On December 22, 2017, the Tax Cuts and Jobs Act of 2017 (the "Tax Act") was signed into law making significant changes to the Internal Revenue Code ("IRC"). Changes include, but are not limited to, a federal corporate tax rate decrease from 35% to 21% for tax years beginning after December 31, 2017, the transition of U.S. international taxation from a worldwide tax system to a territorial system and a one-time transition tax on the mandatory deemed repatriation of foreign earnings. The Company's fourth quarter 2017 provision for income taxes was reduced by $1,056 (comprised of a $1,548 reduction in income tax expense recorded in connection with the remeasurement of deferred tax assets and liabilities and $492 of additional income tax expense recorded in connection with the transition tax on the mandatory deemed repatriation of foreign earnings) due to applying the provisions of the Tax Act.  During 2018, the Company revised its estimate of the one-time transition tax from $492 to $1,727 and the additional $1,235 is included in income tax expense in the third quarter of 2018.

The Tax Act also repealed the Domestic Production Activities Deduction ("DPAD") provided under IRC §199 for tax years beginning after December 31, 2017.  As such, no DPAD benefit is reflected in the nine-month period ended September 30, 2018.  The DPAD benefit reduced income tax expense by $1,216 for the nine-month period ended September 30, 2017.

In March 2018, the FASB issued ASU No. 2018-05 "Income Taxes (Topic 740), amendments to SEC Paragraphs Pursuant to SEC Staff Accounting Bulletin No. 118 (SEC Update)", which addresses the accounting and disclosures around the enactment of the Tax Act and SAB 118, which was issued in December 2017. SAB 118 was issued to address the application of U.S. GAAP in situations when a registrant does not have the necessary information available, prepared, or analyzed (including computations) in reasonable detail to complete the accounting for certain income tax effects of the Tax Act.

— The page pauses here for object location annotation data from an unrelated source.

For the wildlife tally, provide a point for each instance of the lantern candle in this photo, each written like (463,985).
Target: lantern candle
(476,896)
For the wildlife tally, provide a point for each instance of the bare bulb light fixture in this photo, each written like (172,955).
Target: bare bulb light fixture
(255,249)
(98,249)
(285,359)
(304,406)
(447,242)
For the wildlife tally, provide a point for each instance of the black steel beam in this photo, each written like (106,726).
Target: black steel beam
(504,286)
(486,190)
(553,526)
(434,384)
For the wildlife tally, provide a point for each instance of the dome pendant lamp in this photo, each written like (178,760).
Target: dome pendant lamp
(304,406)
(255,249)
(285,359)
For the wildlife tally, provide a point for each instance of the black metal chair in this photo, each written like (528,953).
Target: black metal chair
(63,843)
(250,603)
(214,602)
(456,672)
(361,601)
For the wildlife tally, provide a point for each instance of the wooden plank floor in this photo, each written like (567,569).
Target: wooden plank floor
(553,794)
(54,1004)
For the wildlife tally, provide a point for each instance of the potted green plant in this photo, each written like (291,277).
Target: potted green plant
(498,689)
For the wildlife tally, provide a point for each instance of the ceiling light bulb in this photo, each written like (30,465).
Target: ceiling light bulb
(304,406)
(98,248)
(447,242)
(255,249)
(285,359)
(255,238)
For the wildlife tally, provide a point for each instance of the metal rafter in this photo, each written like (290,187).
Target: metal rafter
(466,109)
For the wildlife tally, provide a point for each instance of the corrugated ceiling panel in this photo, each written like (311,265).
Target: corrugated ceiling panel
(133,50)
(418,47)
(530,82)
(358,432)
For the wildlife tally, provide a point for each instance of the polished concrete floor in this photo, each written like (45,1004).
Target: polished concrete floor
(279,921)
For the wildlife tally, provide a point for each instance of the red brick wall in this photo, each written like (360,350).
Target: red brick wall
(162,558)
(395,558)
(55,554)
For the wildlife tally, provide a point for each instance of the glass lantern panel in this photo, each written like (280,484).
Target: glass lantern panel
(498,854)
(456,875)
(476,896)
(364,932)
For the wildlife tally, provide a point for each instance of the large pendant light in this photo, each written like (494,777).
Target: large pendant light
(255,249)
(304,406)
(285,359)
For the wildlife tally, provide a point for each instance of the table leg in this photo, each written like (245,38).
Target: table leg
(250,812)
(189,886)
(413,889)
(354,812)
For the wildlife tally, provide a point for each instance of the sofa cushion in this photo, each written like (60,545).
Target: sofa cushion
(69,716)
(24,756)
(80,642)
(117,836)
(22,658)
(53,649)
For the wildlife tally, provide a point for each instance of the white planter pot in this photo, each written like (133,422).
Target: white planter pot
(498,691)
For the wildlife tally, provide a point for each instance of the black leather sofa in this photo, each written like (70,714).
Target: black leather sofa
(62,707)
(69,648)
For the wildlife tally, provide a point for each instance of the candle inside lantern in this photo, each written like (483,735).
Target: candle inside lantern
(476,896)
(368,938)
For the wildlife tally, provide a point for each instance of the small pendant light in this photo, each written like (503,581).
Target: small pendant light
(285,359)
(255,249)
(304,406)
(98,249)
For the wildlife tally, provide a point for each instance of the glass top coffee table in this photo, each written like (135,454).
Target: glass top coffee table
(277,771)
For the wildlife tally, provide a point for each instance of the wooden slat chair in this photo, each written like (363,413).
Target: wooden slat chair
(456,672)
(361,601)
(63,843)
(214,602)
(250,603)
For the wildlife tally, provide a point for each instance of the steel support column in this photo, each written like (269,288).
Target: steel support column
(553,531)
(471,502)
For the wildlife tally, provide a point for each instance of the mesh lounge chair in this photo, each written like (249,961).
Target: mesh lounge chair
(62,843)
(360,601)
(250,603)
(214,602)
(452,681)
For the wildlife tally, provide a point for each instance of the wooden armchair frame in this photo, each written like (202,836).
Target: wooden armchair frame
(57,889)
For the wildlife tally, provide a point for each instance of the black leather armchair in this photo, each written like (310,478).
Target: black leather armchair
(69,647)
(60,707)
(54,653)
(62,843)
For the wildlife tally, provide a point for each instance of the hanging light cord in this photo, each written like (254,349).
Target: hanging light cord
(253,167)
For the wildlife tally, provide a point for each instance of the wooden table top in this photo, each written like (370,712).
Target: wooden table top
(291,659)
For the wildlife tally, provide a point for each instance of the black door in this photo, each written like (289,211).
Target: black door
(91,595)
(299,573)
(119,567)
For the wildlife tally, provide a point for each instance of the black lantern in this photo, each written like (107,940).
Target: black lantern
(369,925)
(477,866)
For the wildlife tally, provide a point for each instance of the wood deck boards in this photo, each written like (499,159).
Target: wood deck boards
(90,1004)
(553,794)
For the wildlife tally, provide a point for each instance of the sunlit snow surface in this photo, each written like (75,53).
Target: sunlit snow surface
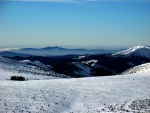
(121,93)
(143,51)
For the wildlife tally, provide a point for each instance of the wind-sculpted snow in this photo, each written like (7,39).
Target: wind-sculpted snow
(138,69)
(113,94)
(143,51)
(27,67)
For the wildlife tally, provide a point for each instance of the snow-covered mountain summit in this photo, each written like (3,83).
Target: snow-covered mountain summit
(138,69)
(143,51)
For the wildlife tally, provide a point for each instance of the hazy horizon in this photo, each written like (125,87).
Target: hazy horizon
(75,23)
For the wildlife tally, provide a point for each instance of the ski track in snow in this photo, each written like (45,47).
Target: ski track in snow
(121,94)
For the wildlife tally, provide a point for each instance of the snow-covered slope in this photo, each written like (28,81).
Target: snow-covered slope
(138,69)
(27,67)
(143,51)
(113,94)
(83,70)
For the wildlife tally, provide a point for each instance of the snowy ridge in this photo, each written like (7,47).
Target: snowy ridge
(138,69)
(27,67)
(83,69)
(143,51)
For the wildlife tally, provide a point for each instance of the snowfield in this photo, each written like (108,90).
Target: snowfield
(143,51)
(138,69)
(121,94)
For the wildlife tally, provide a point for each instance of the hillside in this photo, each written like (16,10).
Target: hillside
(143,51)
(138,69)
(121,94)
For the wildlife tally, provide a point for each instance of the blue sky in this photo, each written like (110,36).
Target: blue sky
(77,23)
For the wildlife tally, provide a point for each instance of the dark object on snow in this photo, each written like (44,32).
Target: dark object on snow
(19,78)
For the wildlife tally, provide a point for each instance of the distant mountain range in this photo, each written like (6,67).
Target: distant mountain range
(87,65)
(50,51)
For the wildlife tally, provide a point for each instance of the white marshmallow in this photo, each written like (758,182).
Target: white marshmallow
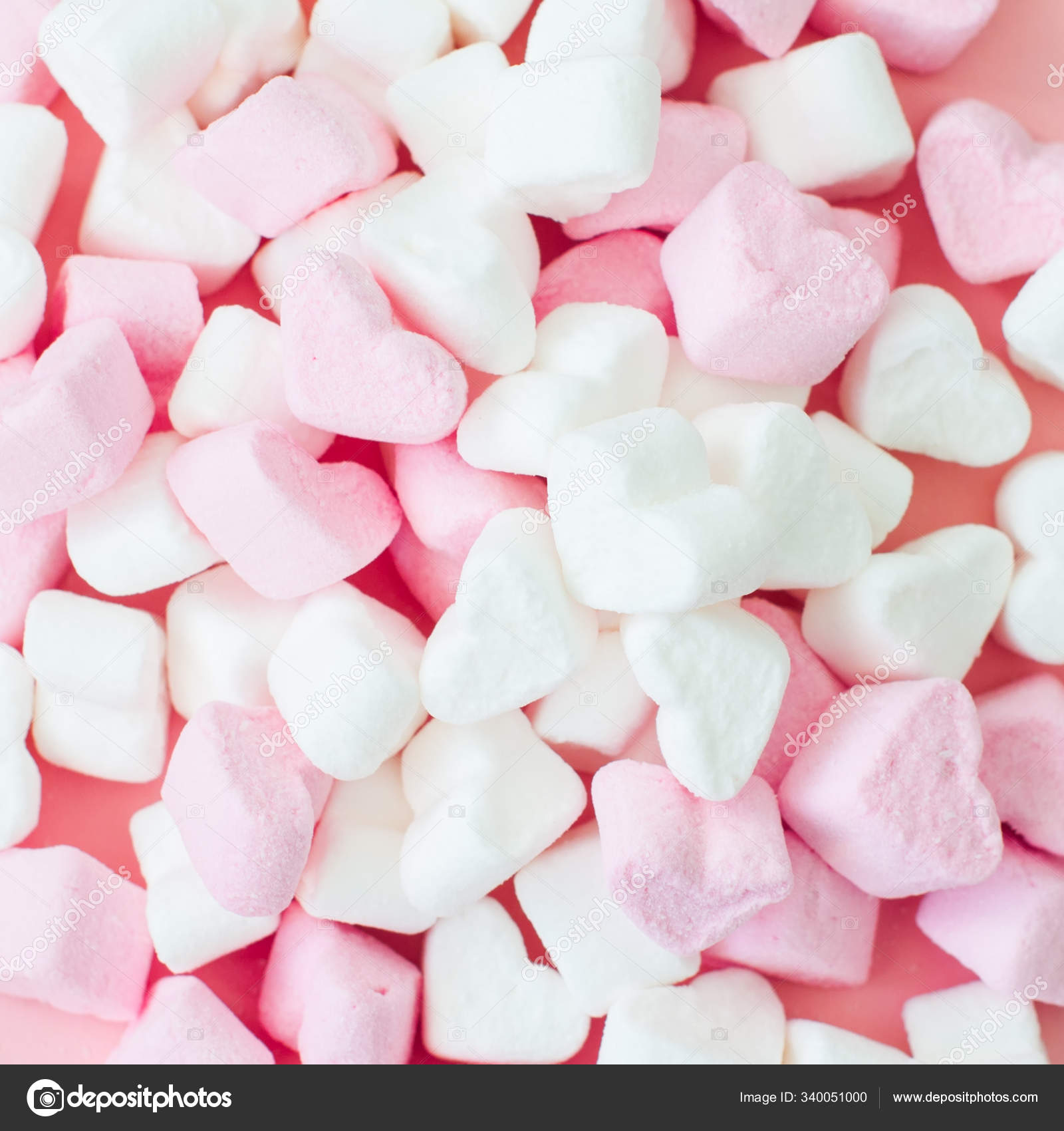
(920,381)
(638,520)
(881,483)
(235,375)
(100,706)
(135,536)
(132,64)
(189,927)
(487,799)
(352,874)
(345,678)
(817,1043)
(566,139)
(920,611)
(614,958)
(219,637)
(941,1026)
(826,114)
(728,1017)
(1033,324)
(23,292)
(263,39)
(718,675)
(482,1007)
(513,633)
(593,361)
(139,208)
(817,533)
(34,146)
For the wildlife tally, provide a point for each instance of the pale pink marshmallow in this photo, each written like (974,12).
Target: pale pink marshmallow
(712,866)
(821,935)
(247,820)
(996,196)
(75,426)
(285,524)
(890,794)
(337,995)
(1007,929)
(735,268)
(287,150)
(185,1023)
(350,369)
(72,933)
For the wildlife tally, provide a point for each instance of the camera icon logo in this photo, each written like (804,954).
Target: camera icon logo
(45,1097)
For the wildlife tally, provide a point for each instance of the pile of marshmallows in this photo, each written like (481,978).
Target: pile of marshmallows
(589,473)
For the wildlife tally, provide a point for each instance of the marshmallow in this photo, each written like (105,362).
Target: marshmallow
(100,706)
(487,799)
(920,381)
(728,1017)
(130,64)
(644,534)
(134,536)
(993,194)
(822,933)
(972,1024)
(263,40)
(513,633)
(611,957)
(96,951)
(350,369)
(923,610)
(890,794)
(352,874)
(913,37)
(593,361)
(184,1023)
(485,1003)
(741,269)
(344,677)
(337,995)
(34,146)
(718,675)
(826,116)
(139,207)
(189,927)
(245,818)
(705,869)
(566,137)
(287,525)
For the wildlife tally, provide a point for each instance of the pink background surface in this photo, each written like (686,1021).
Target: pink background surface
(1007,65)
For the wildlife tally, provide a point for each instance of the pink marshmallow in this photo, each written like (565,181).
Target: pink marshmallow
(996,197)
(337,995)
(156,307)
(811,688)
(285,524)
(75,426)
(621,267)
(706,868)
(1007,930)
(1023,757)
(287,150)
(821,935)
(914,35)
(890,796)
(350,368)
(737,269)
(185,1023)
(247,819)
(72,933)
(697,146)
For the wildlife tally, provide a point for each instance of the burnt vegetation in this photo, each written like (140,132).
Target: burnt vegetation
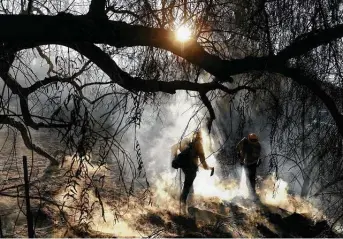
(83,72)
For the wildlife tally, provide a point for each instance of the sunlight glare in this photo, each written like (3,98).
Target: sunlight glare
(183,34)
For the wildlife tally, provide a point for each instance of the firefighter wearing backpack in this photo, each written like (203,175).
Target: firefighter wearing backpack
(249,150)
(191,150)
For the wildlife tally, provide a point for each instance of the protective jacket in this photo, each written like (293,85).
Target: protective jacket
(249,151)
(198,152)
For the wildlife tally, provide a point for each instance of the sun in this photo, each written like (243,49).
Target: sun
(183,34)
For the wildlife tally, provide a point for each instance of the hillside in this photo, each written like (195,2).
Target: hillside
(230,213)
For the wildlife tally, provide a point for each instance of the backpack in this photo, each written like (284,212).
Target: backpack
(183,159)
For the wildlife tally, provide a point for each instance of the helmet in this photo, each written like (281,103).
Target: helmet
(197,134)
(252,137)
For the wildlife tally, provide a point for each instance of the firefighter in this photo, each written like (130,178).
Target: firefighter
(249,151)
(191,151)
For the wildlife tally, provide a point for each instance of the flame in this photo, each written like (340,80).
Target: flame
(166,192)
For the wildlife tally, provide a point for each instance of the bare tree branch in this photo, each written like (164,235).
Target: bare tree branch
(4,119)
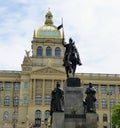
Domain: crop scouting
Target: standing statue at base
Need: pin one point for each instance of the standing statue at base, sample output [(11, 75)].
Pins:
[(57, 100), (71, 57), (90, 98)]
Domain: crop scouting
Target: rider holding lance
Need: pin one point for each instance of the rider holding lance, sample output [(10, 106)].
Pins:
[(70, 48), (71, 55)]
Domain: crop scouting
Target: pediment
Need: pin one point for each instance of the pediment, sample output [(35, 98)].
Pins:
[(48, 70)]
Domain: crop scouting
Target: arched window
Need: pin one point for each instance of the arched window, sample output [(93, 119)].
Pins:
[(47, 114), (15, 116), (48, 51), (38, 118), (25, 100), (38, 99), (57, 52), (96, 104), (112, 102), (7, 100), (37, 114), (104, 103), (16, 101), (39, 51), (6, 115), (47, 99), (104, 117)]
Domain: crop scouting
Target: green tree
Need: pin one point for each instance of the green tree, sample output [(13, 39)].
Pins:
[(116, 115)]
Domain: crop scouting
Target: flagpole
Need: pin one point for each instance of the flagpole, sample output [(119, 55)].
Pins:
[(63, 31)]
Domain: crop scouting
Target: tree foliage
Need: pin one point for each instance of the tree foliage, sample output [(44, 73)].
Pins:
[(116, 115)]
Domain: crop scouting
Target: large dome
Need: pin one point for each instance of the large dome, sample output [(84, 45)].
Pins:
[(48, 30)]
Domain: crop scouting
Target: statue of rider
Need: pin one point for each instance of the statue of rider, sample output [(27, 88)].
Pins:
[(70, 48)]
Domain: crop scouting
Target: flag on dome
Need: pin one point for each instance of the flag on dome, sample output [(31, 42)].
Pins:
[(60, 26)]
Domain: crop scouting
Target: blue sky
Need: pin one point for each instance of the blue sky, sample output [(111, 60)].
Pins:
[(93, 24)]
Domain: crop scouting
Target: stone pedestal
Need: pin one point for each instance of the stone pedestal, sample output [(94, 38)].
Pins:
[(91, 120), (58, 120), (74, 115), (73, 106)]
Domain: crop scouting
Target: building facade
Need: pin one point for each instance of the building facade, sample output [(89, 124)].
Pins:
[(25, 95)]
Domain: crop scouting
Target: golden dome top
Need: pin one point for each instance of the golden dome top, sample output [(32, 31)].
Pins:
[(48, 30)]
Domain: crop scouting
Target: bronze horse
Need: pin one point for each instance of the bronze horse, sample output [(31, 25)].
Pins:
[(70, 64)]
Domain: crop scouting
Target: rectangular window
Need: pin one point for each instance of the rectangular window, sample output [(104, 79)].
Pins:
[(7, 86), (16, 86), (96, 87), (1, 86), (112, 89), (118, 89), (85, 86), (103, 89), (25, 85)]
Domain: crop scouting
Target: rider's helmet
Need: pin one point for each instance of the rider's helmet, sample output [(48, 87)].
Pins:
[(70, 40)]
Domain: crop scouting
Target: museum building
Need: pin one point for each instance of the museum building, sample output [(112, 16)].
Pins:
[(25, 95)]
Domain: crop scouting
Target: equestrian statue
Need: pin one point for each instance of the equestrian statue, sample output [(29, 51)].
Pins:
[(71, 57)]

In accordance with SAB 118, the Company determined that the $492 of additional income tax liability recorded at December 31, 2017 due to the provisions of the Tax Act was a provisional amount and constituted a reasonable estimate based upon the best information currently available.  During the third quarter of 2018, the Company revised its estimate of the one-time transition tax from $492 to $1,727.

In addition to providing for a territorial tax system, beginning in 2018 the Tax Act also includes two new U.S. tax base erosion provisions: the global intangible low-taxed income ("GILTI") provisions and the base-erosion and anti-abuse tax ("BEAT") provisions.

The GILTI provisions require the Company to include, in its U.S. federal income tax return, foreign subsidiary earnings in excess of an allowable return on the foreign subsidiary's tangible assets. The Company elected to account for GILTI tax in the period in which it is incurred, and, therefore, did not provide any deferred tax impacts of GILTI in its consolidated financial statements as of December 31, 2017; however, a reasonable estimate of its impact has been included in the Company's effective tax rate for the three and nine-month periods ended September 30, 2018.

The BEAT provisions in the Tax Act eliminates the deduction of certain base-erosion payments made to related foreign corporations and imposes a minimum tax, if greater than regular tax. The Company does not expect it will be subject to this tax, and, therefore, has not included any tax impact of BEAT in its consolidated financial statements for the nine-month period ended September 30, 2018.

The Tax Act also provides for a new U.S. tax deduction, the foreign-derived intangible income ("FDII") provision.  The FDII provision allows the Company to claim a deduction, in its U.S. federal income tax return, based upon a percentage of calculated taxable income from foreign-derived intangible income.  A reasonable estimate of its impact has been included in the Company's effective tax rate for the three and nine-month periods ended September 30, 2018.